MEA aims “to promote a better understanding of the true economic value of ecosystem services and to offer economic tools that take proper account of this value”. The Millennium Ecosystem Assessment defined four categories of ecosystem services. They are:
- Provisioning services – for example, wild foods, crops, freshwater, and plant-derived medicines;
- Regulating services – for example, filtration of pollutants by wetlands, climate regulation through carbon storage and water cycling, pollination and protection from disasters;
- Cultural services– for example, recreation, spiritual and aesthetic values, education;
- Supporting services – for example, soil formation, photosynthesis and nutrient cycling.
Natural Capital Accounting and Valuation of Ecosystem Services (NCAVES) project
The project is working in 5 countries Brazil, China, Mexico and South Africa including India and will end in 2020. The objective in the partner countries is to “mainstream natural capital accounting and valuation of ecosystem services in the data-driven decision and policymaking and is expected to influence policy-makers at the national, regional and local level”. It emphasizes on measuring and mainstreaming the ecosystem services at the policy level and the implementation level so as to contribute to the development at the national level.
Project activities in India include the development of pilot ecosystem accounts. This includes experiments at different scales with different types of accounts. At the national level, several ecosystem services will be modeled in physical and monetary terms, including nature-based recreation and crops provisioning service. Also, the feasibility of compiling a biodiversity accounts will be examined.

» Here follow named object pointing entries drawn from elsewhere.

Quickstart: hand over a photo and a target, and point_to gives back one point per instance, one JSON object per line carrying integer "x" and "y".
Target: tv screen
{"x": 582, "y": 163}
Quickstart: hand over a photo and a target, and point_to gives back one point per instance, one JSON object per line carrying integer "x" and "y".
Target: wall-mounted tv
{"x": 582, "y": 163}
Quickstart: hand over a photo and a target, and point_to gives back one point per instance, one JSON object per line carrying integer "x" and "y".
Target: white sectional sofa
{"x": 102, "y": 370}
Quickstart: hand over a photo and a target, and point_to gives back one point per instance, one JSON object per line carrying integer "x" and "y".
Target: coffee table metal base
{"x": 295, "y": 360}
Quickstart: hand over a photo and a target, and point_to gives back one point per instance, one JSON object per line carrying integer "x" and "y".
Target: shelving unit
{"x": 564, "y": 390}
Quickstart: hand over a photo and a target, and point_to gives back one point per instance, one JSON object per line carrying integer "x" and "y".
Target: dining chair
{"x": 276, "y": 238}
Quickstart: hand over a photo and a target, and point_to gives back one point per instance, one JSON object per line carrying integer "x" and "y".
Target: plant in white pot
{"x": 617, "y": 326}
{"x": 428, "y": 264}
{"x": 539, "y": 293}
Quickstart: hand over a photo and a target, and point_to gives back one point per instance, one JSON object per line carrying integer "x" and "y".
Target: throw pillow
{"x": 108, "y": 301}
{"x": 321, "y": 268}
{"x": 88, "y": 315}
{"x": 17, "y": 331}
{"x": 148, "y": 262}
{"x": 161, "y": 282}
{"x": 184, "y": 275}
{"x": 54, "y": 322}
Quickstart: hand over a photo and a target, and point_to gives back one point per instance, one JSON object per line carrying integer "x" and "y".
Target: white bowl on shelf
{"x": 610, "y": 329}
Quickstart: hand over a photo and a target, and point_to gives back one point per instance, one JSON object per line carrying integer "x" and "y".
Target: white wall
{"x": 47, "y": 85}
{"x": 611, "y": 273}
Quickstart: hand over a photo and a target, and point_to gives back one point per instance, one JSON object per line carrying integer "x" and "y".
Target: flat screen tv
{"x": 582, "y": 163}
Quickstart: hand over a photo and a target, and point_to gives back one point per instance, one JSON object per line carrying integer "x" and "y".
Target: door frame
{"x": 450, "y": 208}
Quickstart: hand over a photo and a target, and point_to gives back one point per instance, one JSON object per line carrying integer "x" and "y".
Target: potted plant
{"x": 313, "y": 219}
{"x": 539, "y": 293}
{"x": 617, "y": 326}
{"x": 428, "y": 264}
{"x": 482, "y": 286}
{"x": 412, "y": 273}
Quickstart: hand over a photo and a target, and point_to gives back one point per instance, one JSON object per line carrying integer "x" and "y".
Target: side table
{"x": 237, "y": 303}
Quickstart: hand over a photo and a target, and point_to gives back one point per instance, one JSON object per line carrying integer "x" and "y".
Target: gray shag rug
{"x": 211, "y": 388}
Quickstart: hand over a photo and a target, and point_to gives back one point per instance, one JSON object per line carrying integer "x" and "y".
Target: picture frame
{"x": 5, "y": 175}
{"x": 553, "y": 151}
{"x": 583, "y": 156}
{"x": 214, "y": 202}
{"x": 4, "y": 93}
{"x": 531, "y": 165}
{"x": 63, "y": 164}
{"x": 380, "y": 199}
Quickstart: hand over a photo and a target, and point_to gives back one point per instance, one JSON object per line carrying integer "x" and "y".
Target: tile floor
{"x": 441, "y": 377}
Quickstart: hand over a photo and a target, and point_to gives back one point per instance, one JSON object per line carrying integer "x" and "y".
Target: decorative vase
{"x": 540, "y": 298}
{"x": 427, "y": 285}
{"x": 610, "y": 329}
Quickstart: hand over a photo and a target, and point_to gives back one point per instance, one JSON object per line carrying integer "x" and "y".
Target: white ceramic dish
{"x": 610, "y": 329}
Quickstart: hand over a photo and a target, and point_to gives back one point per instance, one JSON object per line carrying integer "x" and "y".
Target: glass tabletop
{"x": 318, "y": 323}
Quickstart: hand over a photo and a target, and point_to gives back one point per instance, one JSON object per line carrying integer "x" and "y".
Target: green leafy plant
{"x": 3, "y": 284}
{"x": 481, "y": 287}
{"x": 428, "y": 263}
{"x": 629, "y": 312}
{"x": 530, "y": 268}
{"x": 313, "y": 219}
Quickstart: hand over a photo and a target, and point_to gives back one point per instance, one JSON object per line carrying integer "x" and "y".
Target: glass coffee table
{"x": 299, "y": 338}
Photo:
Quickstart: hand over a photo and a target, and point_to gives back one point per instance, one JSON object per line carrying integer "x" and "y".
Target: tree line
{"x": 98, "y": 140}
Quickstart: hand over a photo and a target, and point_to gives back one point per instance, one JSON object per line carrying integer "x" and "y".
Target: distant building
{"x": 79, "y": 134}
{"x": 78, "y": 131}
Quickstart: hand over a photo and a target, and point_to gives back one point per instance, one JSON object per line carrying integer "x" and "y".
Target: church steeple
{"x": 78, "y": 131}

With the passage of time, as the benefits of ecosystem services and resources are recognized to health and well-being of the society, the significance is given to Ecosystem Valuation. Though the concept is not new, numerous technical experts and Planners are not aware of the Ecosystem Valuation and the tools used to carry out the same. Developing Countries like India are still struggling in mainstreaming the value of its natural resources and ecosystem services, and not much work has been done on it. Hence, it comes as an emerging area for the scope of Environmental Planners, economists and other technical experts to explore the same.